Department of Biotechnology and Life Sciences, University of Insubria, 21100, Varese, Italy.
Istituti Clinici Scientifici Maugeri IRCCS, 21049, Tradate, VA, Italy.
Eur Spine J. 2023 Nov;32(11):3836-3845. doi: 10.1007/s00586-023-07892-1. Epub 2023 Aug 31.
The study aims to assess if the angle of trunk rotation (ATR) in combination with other readily measurable clinical parameters allows for effective non-invasive scoliosis screening.
We analysed 10,813 patients (4-18 years old) who underwent clinical and radiological evaluation for scoliosis in a tertiary clinic specialised in spinal deformities. We considered as predictors ATR, Prominence (mm), visible asymmetry of the waist, scapulae and shoulders, familiarity, sex, BMI, age, menarche, and localisation of the curve. We implemented a Logistic Regression model to classify the Cobb angle of the major curve according to thresholds of 15, 20, 25, 30, and 40 degrees, by randomly splitting the dataset into 80-20% for training and testing, respectively.
The model showed accuracies of 74, 81, 79, 79, and 84% for 15-, 20-, 25-, 30- and 40-degrees thresholds, respectively.
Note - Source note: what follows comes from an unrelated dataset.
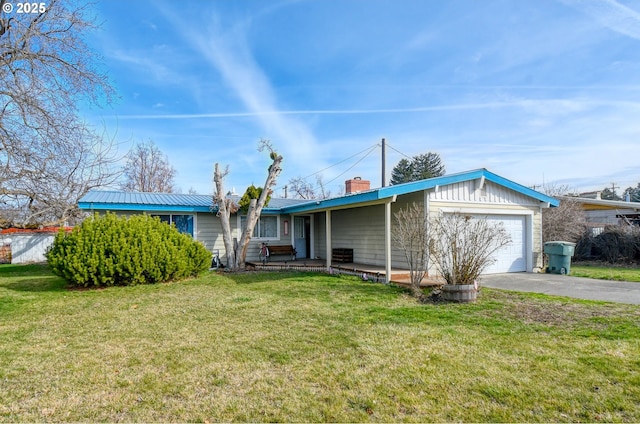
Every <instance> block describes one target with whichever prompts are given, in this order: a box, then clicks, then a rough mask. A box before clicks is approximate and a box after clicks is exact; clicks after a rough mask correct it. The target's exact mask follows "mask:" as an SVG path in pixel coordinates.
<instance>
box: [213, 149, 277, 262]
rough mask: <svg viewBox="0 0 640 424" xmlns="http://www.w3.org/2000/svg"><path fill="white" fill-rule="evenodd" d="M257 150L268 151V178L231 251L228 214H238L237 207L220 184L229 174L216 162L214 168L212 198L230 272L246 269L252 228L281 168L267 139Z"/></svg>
mask: <svg viewBox="0 0 640 424" xmlns="http://www.w3.org/2000/svg"><path fill="white" fill-rule="evenodd" d="M258 150H259V151H261V152H262V151H264V150H268V151H269V157H270V158H271V160H272V163H271V165H270V166H269V169H268V174H267V178H266V180H265V183H264V187H263V189H262V192H261V193H260V197H259V198H258V199H251V201H250V203H249V210H248V212H247V220H246V226H245V228H244V230H243V231H242V234H241V236H240V240H239V242H238V248H237V251H236V249H235V248H234V247H235V246H234V242H233V237H232V232H231V222H230V217H231V214H233V213H236V212H237V211H238V205H236V204H235V203H234V202H233V201H232V200H231V199H229V198H228V197H227V195H226V194H225V191H224V184H223V183H224V177H225V176H226V175H227V174H228V168H227V169H226V170H225V171H220V168H219V166H218V164H217V163H216V164H215V168H214V174H213V180H214V183H215V193H214V195H213V203H214V205H216V206H217V207H218V216H219V217H220V220H221V223H222V238H223V240H224V246H225V250H226V254H227V266H228V267H229V268H230V269H232V270H238V269H242V268H244V267H245V261H246V257H247V249H248V247H249V242H250V241H251V235H252V234H253V229H254V228H255V226H256V224H257V222H258V219H259V218H260V213H261V212H262V208H263V207H264V204H265V202H266V200H267V197H268V196H270V195H271V193H272V189H271V187H273V186H274V185H275V184H276V180H277V178H278V175H280V172H282V168H281V167H280V165H281V163H282V159H283V158H282V156H281V155H279V154H278V153H277V152H276V151H275V150H274V149H273V147H272V145H271V143H270V142H269V141H268V140H261V141H260V147H259V148H258Z"/></svg>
For all the thresholds ATR, Prominence, and visible asymmetry of the waist were the top five most important variables for the prediction. Samples that were wrongly classified as negatives had always statistically significant (p ≪ 0.01) lower values of ATR and Prominence. This confirmed that these two parameters were very important for the correct classification of the Cobb angle. The model showed better performances than using the 5 and 7 degrees ATR thresholds to prescribe a radiological examination.
Machine-learning-based classification models have the potential to effectively improve the non-invasive screening for AIS. The results of the study constitute the basis for the development of easy-to-use tools enabling physicians to decide whether to prescribe radiographic imaging.
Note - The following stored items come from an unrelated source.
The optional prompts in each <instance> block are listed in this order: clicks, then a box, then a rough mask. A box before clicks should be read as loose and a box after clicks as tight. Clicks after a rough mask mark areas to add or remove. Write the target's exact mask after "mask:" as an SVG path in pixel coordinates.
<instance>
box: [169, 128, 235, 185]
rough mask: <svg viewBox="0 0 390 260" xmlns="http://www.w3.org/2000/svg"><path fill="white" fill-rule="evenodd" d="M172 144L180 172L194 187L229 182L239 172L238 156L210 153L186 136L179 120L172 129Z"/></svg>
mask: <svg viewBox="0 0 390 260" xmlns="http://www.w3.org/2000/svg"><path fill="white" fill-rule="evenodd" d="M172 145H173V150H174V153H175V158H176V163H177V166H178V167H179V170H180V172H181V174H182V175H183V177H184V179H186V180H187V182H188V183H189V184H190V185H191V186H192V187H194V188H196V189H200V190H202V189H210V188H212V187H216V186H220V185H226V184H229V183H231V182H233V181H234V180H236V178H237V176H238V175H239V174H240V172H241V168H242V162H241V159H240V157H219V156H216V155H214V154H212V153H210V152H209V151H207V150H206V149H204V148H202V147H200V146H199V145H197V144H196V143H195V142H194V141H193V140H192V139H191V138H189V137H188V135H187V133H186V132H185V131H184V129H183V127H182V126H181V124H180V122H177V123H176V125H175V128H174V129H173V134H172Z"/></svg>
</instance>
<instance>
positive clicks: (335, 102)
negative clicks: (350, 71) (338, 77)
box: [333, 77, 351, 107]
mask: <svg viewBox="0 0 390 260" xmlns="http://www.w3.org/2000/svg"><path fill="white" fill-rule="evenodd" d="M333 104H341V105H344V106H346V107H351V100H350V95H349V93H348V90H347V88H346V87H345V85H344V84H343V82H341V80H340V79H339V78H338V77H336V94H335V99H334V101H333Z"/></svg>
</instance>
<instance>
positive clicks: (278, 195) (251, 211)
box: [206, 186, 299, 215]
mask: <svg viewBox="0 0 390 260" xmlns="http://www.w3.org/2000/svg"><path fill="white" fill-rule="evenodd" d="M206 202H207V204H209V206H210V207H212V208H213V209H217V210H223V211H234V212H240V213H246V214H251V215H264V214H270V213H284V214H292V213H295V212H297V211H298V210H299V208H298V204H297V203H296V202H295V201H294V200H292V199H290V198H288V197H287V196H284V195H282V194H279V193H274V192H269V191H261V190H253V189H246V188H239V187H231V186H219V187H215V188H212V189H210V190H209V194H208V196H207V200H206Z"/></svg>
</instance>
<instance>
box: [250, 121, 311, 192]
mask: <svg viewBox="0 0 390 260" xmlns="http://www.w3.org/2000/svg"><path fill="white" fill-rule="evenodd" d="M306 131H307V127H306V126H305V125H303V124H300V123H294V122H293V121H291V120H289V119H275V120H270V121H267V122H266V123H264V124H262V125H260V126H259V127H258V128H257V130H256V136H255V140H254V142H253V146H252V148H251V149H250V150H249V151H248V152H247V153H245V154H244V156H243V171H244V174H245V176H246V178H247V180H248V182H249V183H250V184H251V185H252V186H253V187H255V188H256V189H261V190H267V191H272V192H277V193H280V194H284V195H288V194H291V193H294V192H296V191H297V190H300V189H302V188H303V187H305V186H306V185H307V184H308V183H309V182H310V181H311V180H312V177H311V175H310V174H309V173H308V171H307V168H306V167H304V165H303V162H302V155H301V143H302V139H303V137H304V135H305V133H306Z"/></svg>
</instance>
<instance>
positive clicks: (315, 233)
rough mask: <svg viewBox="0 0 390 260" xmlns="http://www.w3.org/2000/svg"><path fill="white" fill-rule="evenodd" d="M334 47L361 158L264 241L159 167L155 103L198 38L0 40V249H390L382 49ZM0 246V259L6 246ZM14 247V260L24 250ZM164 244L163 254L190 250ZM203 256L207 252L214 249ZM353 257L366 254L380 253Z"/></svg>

本研究旨在评估躯干旋转角度(ATR)与其他易于测量的临床参数相结合是否可用于有效进行非侵入性脊柱侧凸筛查。
我们分析了在一家专门治疗脊柱畸形的三级诊所接受脊柱侧凸临床和影像学评估的 10813 名患者(4-18 岁)。我们将 ATR、突出度(mm)、腰部、肩胛和肩部的可见不对称、熟悉程度、性别、BMI、年龄、初潮和曲线位置视为预测指标。我们实施了逻辑回归模型,通过将数据集随机分为 80-20%用于训练和测试,根据 15、20、25、30 和 40 度的阈值对主要曲线的 Cobb 角进行分类。
该模型对 15、20、25、30 和 40 度阈值的准确率分别为 74%、81%、79%、79%和 84%。对于所有阈值,ATR、突出度和腰部可见不对称性均为预测的前五个最重要变量。被错误分类为阴性的样本的 ATR 和突出度始终具有统计学意义(p ≪ 0.01)较低,这证实了这两个参数对于 Cobb 角的正确分类非常重要。该模型的表现优于使用 5 和 7 度 ATR 阈值来规定进行影像学检查。
基于机器学习的分类模型有可能有效改善 AIS 的非侵入性筛查。该研究的结果为开发易于使用的工具奠定了基础,使医生能够决定是否开具放射影像学检查。